Front tow point on Wheatlands. Why not on Farmalls?

mkirsch

Well-known Member
Speaking of engineering oversights:

There is a handy place to pin a clevis on the front of Dad's "new" W400.

Why do wheatland tractors have a nice handy place to hook a chain on the front? Do they get stuck more often than row crops?

I mean, there are only three things for certain in life: Death, taxes, and tractors getting stuck. You'd think they'd give you a nice sturdy hitch point rather than force you to wrap chains around things that shouldn't be pulled on.
 
Can't say for sure on all of them but my Hs and my M have a clevis looking thing on the front end of them. It is very handy for pull them and in my case made if easy to load them on the trailer when I got them. None of them ran when I got them and hooking up to pull them on was easy
Hobby farm
 
Well our MD has a loop that bolts on to the front of the steering pedistal right under the frame, and turns with the front wheels. Our H does not have this. We always just figured it was because the front end needed a BIG tractor to pull it out when stuck since the front end acts like an anchor if stuck just keeps going down and down. LOL
 

old and caterpillar,

If those loops/clevises turn with the front wheels, they are attached to the steering pedestal, which as I understand, you're not supposed to hook to for pulling the tractor out of the mud.

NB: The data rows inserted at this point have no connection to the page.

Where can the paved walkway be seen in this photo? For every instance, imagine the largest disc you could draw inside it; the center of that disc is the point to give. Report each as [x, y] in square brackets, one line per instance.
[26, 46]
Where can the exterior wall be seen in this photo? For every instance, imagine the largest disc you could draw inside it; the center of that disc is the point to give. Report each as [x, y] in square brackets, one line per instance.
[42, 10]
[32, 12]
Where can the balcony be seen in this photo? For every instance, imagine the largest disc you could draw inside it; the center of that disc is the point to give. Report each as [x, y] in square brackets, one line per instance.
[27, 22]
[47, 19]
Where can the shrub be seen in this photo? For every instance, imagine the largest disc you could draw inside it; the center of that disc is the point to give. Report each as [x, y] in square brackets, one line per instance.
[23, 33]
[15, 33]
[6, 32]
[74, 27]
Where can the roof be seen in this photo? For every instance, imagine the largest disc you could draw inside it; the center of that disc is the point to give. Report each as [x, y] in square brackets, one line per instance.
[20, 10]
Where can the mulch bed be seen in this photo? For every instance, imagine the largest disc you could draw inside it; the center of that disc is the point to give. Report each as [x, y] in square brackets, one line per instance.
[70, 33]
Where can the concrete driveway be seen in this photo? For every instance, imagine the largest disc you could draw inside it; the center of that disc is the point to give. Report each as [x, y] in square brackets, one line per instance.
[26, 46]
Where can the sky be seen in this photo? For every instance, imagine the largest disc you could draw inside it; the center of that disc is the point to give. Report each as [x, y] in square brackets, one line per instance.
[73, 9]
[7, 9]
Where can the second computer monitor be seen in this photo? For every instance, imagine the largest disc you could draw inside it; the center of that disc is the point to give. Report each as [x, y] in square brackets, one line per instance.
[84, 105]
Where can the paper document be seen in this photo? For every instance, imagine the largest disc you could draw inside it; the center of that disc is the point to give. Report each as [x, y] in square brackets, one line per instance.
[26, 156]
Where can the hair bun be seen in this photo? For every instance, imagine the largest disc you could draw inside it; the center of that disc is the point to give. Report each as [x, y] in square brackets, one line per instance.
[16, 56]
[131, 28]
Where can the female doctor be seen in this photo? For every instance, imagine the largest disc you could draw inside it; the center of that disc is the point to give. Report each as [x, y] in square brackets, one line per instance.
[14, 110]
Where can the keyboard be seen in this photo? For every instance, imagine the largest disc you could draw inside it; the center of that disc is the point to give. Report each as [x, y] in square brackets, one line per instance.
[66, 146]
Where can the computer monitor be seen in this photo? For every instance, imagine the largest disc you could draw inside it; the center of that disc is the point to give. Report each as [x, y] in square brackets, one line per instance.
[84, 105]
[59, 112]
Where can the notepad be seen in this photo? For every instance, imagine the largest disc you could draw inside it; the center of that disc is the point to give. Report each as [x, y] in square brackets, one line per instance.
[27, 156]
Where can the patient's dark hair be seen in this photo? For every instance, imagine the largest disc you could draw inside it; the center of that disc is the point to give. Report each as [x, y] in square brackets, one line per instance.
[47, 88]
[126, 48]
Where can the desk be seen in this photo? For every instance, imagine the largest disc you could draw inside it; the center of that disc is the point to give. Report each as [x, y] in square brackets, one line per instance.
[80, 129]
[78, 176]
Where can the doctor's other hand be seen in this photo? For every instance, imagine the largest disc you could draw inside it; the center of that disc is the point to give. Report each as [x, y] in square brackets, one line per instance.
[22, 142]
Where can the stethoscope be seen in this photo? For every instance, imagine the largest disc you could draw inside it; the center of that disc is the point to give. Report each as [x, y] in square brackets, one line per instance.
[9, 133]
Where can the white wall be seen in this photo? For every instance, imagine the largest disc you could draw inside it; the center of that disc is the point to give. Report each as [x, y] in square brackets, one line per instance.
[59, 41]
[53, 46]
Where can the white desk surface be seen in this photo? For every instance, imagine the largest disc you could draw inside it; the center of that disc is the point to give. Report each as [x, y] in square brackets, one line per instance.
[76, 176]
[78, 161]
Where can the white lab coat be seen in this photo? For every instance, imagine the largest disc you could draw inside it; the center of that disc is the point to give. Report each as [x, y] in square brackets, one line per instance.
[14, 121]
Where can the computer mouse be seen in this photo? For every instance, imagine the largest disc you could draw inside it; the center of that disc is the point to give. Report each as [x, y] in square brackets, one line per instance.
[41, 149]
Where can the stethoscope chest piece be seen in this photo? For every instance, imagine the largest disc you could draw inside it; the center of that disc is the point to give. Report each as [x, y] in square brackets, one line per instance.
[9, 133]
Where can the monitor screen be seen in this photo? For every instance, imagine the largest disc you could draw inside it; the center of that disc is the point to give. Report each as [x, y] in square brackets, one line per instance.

You're putting all the stress on that spindly little vertical steering shaft that breaks all by itself, let alone with the force of an entire other tractor yanking on it...

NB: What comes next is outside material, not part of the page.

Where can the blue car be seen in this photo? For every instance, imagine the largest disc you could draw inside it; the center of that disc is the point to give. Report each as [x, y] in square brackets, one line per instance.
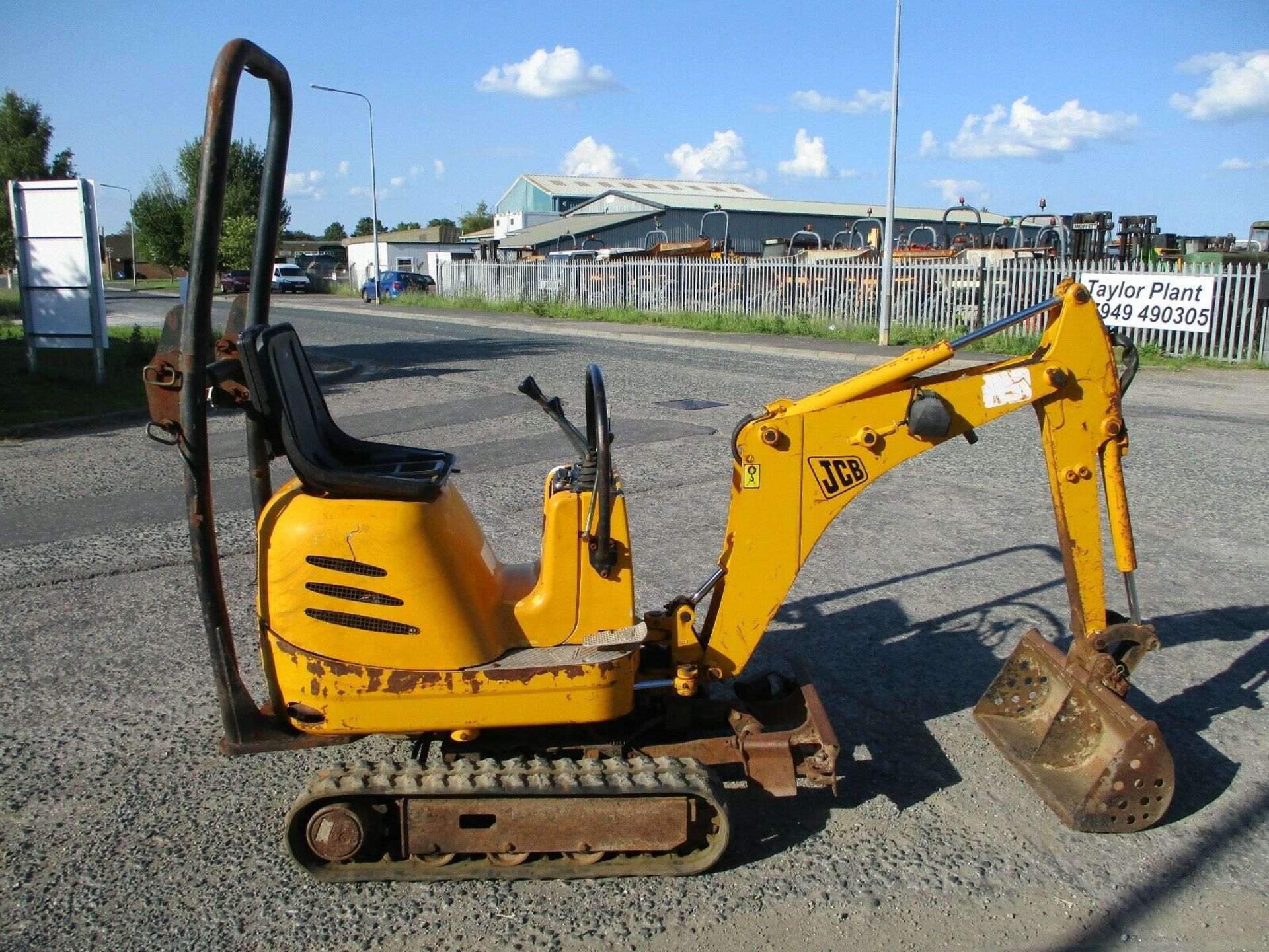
[393, 284]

You should be pulling on the FRAME of the tractor, not the front end. A wide front Farmall is better because the steering tube is transferring the force to the frame, not the steering box, but it's still not ideal.

The wheatland IH's have this neat little place to pin a clevis to the frame on the front of the tractor, just like a bulldozer.
 
They are mounted just below the frame and bolted right to the front end where the upper and lower pedistal bolt up. Can't say if that is good or bad but it is factory made so all I can figure is that it was made for pulling with
Hobby farm
 
Have pulled stuck tractor out dozens of times by hooking chain on frame rail just behind bolster. Have never seen any damage except skinned paint from pulling from left side, have seen radiator neck broken off by hooking to right side though.
 
Sometime back in the mid-1950s, my Dad took the short drawbar extension plates commonly found on a Farmall B or similar tractor, and bolted one to the front of the lower bolster on each of our H, M, and SM row crop tractors. The bolt spacing on those extensions is identical to the spacing on the flange at the top of the lower bolster unit. After installation, he heated each in a line across the plate about 3" ahead of where it attached to the tractor, and we bent the front of it down a few degrees with an adustable wrench.
This gave each tractor a very useful hitch for backing wagons into the barn, and yes, we did occasionaly start one by pulling it on that hitch. I still have all three tractors, and none seems to have suffered any undue wear or damage from this practice.
 
Just last spring I finally found enough pieces to put a C back together. It had been pulled out of a mud hole with a pickup, but it came out in pieces. Needed another block, front steering bolster, and several other parts. I did my best to get across that if you have to pull hard from the front, run your chain all the way back to the drawbar and watch and don't pull across the front wheels. Its a matter of leverage. Sure can wreck a tractor. I had always heard of it but that was the first I had seen.
 
I'll give it a shot. I remember when threshing with steam the thresher was often times hooked to the front of the steamer in case of a straw pile fire from the steamers exhaust.In an emergency the thresher could be pulled away from the fire.
 
Mkirsch: There are a number of reasons, however I think steelfronts has hit the prime reason, pulling the thresher away from a straw fire. When the oldtimers belted up, they always hooked a chain from front pull hook to thresher tongue.

Couple that with the main reason for not installing front pull hook on a Farmall, really no place to install one on a narrow front tractor, without it being in the way for cultivator mounting.

I've never done much belt work, but I have heard the older generation say the big standards will stay lined up on a thresher belt much better than a narrow front Farmall.
 
We too had a bolt on "Clevis Like" device on the front of our M. It was great for backing 4-wheeled wagons.
 
I will second that! My M has a chain loop bolted on the front dead center and I was told one of the past owners used the tab it is hooked to to push wagons into a shed. Backing can be a real pain unless you have "the gift". Dad won a wagon backing contest at the State Fair back in the 40s. I can do it, but takes several trys and my arms want to fall off afterwards even with the F-12 which steers nice.